WHAT IS MICROSOFT FABRIC?
Unraveling Microsoft Fabric
Recently, we hosted an exclusive Fabric webinar led by our CEO Rob Collie and CCO Justin Mannhardt. It was a great session unpacking capabilities. But your thoughtful questions made it clear there’s more to explore together. In response, Rob and Justin created this living FAQ as a follow-up resource. Their goal is to provide straightforward Fabric answers and continue the conversation.
Think of the FAQ as extending the webinar and delving deeper into how Fabric can revolutionize your data management in exciting new ways.
If you’re already looking to dive deeper into Fabric readiness, schedule a call.
First, we need to distinguish Fabric from OneLake. “Fabric” is itself an “umbrella” marketing name for basically the entire Microsoft data stack – a rebrand of many interrelated technologies – and therefore very difficult to reduce down to a pithy summary. (For instance, Power BI itself is now considered a component of Fabric).
It’s more helpful to focus instead on OneLake, because that’s where the “do” really comes into focus.
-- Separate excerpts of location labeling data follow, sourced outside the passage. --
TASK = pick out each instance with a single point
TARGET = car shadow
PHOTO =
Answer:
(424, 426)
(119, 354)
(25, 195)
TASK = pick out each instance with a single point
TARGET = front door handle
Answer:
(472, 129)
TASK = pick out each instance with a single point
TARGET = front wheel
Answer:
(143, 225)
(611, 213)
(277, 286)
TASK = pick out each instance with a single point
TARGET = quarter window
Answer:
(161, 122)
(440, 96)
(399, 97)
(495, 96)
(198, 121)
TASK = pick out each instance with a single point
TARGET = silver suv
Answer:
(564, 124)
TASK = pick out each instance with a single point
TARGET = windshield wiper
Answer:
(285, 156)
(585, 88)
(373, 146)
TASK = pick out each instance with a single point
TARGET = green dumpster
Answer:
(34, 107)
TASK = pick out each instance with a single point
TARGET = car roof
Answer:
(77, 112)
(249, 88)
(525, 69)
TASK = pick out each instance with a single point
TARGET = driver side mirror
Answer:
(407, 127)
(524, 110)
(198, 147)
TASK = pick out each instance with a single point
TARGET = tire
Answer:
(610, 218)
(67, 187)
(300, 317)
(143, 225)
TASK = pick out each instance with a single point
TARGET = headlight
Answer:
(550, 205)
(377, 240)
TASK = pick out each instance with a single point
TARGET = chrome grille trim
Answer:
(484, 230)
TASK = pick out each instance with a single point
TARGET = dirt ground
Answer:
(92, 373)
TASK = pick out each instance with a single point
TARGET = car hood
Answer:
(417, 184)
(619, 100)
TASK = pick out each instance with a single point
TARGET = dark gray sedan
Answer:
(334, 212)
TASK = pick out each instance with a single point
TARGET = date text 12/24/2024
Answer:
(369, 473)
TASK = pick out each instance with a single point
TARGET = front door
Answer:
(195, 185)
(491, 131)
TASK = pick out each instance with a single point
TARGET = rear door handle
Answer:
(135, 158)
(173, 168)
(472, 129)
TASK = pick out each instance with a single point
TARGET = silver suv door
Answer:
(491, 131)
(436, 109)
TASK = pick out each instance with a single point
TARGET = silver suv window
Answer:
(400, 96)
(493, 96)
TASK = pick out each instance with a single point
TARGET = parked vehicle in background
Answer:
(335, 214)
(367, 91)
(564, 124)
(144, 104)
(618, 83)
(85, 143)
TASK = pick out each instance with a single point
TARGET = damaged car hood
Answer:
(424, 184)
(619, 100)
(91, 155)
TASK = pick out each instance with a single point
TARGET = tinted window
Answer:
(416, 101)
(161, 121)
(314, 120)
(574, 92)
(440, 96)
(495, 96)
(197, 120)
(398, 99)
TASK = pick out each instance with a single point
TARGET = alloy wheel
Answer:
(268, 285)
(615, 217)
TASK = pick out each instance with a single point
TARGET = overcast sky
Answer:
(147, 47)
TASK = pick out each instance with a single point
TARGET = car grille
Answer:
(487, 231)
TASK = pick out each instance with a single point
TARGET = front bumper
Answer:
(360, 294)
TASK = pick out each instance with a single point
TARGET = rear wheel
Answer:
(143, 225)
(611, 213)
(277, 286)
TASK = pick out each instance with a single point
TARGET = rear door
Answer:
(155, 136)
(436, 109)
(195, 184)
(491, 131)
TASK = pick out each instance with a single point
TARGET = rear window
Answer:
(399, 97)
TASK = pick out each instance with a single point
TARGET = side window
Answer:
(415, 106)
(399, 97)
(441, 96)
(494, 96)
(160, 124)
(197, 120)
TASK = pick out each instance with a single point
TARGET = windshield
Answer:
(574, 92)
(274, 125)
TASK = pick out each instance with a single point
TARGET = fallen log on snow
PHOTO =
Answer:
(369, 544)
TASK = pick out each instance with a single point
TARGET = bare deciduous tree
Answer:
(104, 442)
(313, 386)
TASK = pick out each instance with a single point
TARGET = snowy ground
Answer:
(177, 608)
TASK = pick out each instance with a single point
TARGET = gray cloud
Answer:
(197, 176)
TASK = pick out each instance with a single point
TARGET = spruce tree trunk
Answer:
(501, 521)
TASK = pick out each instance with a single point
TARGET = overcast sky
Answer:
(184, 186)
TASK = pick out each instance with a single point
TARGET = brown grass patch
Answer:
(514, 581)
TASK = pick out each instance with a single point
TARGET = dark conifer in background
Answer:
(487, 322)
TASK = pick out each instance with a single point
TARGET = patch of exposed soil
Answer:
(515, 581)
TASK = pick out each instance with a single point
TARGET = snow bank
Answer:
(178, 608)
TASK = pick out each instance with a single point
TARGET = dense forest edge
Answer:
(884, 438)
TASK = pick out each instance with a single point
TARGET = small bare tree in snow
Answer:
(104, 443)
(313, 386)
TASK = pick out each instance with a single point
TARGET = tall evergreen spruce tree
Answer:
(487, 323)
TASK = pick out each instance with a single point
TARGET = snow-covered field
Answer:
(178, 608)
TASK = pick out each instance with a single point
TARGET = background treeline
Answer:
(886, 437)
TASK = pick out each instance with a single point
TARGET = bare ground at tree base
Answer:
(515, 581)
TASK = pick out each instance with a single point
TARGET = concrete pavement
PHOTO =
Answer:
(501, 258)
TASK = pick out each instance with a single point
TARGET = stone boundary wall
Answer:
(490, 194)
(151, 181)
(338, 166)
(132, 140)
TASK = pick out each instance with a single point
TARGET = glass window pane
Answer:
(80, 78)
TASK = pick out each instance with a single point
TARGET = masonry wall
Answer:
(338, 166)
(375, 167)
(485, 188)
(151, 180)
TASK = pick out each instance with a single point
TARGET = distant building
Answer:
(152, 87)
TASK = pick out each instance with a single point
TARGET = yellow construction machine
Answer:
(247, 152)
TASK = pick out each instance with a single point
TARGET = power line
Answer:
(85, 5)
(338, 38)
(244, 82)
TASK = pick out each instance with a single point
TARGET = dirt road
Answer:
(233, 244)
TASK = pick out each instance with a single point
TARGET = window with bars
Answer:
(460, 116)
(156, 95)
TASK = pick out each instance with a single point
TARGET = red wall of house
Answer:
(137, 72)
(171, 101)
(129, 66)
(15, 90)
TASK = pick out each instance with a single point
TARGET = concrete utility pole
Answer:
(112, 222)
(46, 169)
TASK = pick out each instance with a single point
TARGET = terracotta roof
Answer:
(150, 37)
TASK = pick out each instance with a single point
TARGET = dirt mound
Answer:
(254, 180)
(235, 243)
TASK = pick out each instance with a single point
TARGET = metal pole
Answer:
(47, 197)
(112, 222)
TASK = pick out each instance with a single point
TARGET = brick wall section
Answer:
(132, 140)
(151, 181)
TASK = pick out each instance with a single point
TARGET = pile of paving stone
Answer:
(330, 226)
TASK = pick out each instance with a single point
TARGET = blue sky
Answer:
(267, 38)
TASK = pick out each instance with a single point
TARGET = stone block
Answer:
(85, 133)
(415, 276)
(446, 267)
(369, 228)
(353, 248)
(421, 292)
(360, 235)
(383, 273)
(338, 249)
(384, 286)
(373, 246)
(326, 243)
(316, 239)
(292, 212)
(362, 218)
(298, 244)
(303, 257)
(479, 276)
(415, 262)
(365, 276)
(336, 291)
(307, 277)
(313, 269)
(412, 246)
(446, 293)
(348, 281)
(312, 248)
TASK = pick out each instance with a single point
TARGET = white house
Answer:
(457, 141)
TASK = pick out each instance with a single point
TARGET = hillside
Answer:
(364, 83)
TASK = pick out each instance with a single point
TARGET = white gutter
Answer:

OneLake is actually phenomenal, and if you understand Power BI, you already have a HUGE leg up on what makes OneLake special.
Here’s the shortest summary:
- In the Microsoft ecosystem, OneLake is now THE place to put data for ALL of your analytical needs.
- Everything in that ecosystem can see and utilize data in OneLake – if you put your data into OneLake, Microsoft is essentially promising you that they will make EVERY feature of their platform able to interact with it.
- Best part: OneLake is built on the Power BI data storage format! That’s right: if you looked under the hood at data stored in OneLake, it would look the same as a PBIX file!
- So all of the steps you take to build a Power BI model today are the SAME things you will do to load data into OneLake in the future. Same Power Query user experience, most importantly, and you won’t notice the difference when the data “lands” in OneLake versus where Power BI used to put it.
- But once you’ve loaded that data, it is NOT “just” available to Power BI – it’s available to every analytical capability Microsoft has to offer – including AI/Machine Learning, but also many other exciting things.
Yep, there is zero new tech to learn. Does this look familiar?
Sure, you can do nothing, and everything will just keep working.
But that’s where the history lesson of Power BI is so helpful to revisit. If you rewind back to before you first discovered Power BI, you probably weren’t too keen on things like “OLAP data modeling” or “in-memory, columnar databases.” Similarly, you might not have even heard of “ETL” before Power Query, either.
Today, though, your organization is benefiting MASSIVELY from PRECISELY those same technologies, because Power BI and Power Query dramatically lowered the barriers to them. Those technologies existed prior to Power BI, but they were so expensive and difficult to deploy that they might as well have not existed for most people.
So, OneLake is now doing the same “dramatic barrier lowering” thing for many OTHER technologies that you have likely, until now, stayed away from.
And just like in the Power BI example, those until-now-unexplored technologies WILL provide massive business value once you start trying them out.
The first and probably juiciest example is AI and Machine Learning. The biggest obstacle to building effective ML models has never been the ML model itself, but prepping the data in the first place.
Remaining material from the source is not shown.